Ask any agency directly: what is your current payment cycle, and what percentage of your claims were rejected during the EI-Hub transition? Any agency that can't or won't answer this is a red flag.
2. Documentation and admin burden
The hidden cost of EI work is paperwork. A standard 30-minute session can require anywhere from 5 minutes of documentation (with a modern platform) to 45 minutes (with legacy paper-based or poorly designed systems). That's the difference between billing $70 effectively per 75 minutes of your time, versus $70 per 75 minutes plus 45 minutes of unpaid admin. That effectively halves your real hourly rate.
The best agencies have built proprietary digital platforms where session notes are structured, fast, and integrated directly into billing. The worst still email PDF forms or use generic EHR systems not designed for EI's specific documentation requirements.
3. Geographic flexibility and caseload control
In NYC, commute time is money. A caseload spread across three boroughs can eat 3–4 hours a day in transit. The best agencies let you filter available cases by neighborhood on an interactive map, so you can build a caseload within a reasonable walking or subway distance from your home.
You should also be able to control how many cases you take and when. Most NYC EI therapists work as 1099 independent contractors with multiple agencies simultaneously. Agencies that impose exclusivity clauses or rigid minimum-hour requirements are limiting your earning potential.
4. Clinical Fellow supervision quality
If you're an SLP completing your Clinical Fellowship year, this is the most important factor of all. A bad CF experience can derail your ASHA certification timeline.
The agencies worth working with have a dedicated CF supervisor per discipline, provide both direct and indirect supervision hours that meet ASHA standards, and treat the process as real clinical development rather than paperwork to sign.
5. Per-session rate and negotiability
The state sets a baseline reimbursement rate, currently around $69–$85 per session depending on discipline and setting after the 2025 rate increase. Agencies take a portion of this and pass the rest to providers.
Rates vary significantly between agencies and are often negotiable based on your experience level. A veteran SLP with 10 years in EI has real use. An agency that isn't willing to discuss rates at all is worth approaching cautiously.
Top NYC EI agencies compared
Red flags to watch for
- No clear answer on payment cycle. If a recruiter can't tell you their current payment timeline, that's a problem, especially post-EI-Hub.
- Exclusivity clauses. Any agency that asks you not to work with other EI agencies is asking you to limit your income. This is non-standard and should be declined.
- Vague CF supervision structure. "You'll have access to a supervisor" is not the same as "you'll have a dedicated CF supervisor in your discipline who provides documented direct and indirect hours."
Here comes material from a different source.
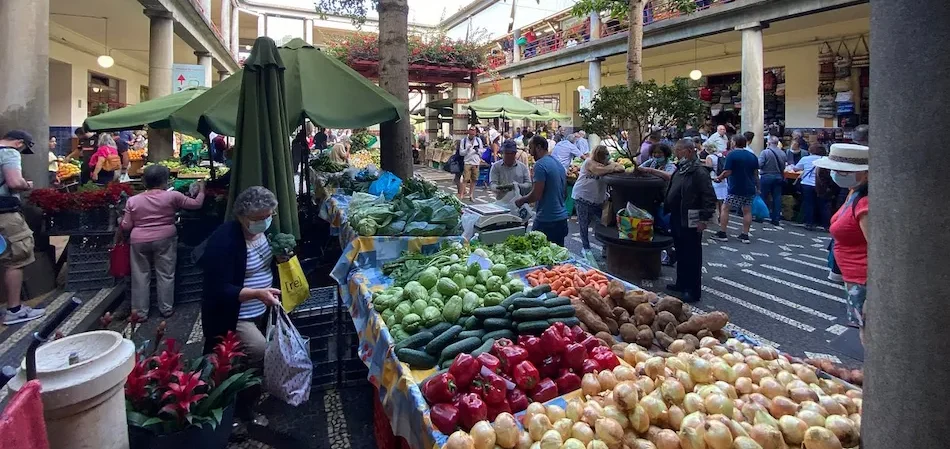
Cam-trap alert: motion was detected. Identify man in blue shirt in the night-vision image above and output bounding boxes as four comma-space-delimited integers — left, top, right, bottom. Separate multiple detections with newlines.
713, 134, 759, 243
515, 136, 567, 246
- No digital platform for documentation. Paper-based or fax-based documentation in 2026 means someone didn't invest in their therapists.
- Inability to tell you their EI-Hub claims rejection rate. Any agency that went through October–December 2024 knows this number. If they claim they don't, something is wrong.
Working with multiple agencies at once
One of the most underused strategies for NYC EI therapists is building a caseload across 2–3 agencies simultaneously. Because most agencies use the 1099 independent contractor model with no exclusivity requirements, this is entirely legal and very common.
The benefit is practical: if one agency has a slow case pipeline, another fills the gap. If one agency has a billing delay, you're not entirely without income. And having relationships with multiple agencies gives you negotiating use on rates when you eventually go back and ask for a raise.
Worth knowing
Picking an EI agency shouldn't be a guessing game. The differences between a well-run agency and a poorly run one can mean thousands of dollars per year in effective income through faster payment, lower admin overhead, and better case volume.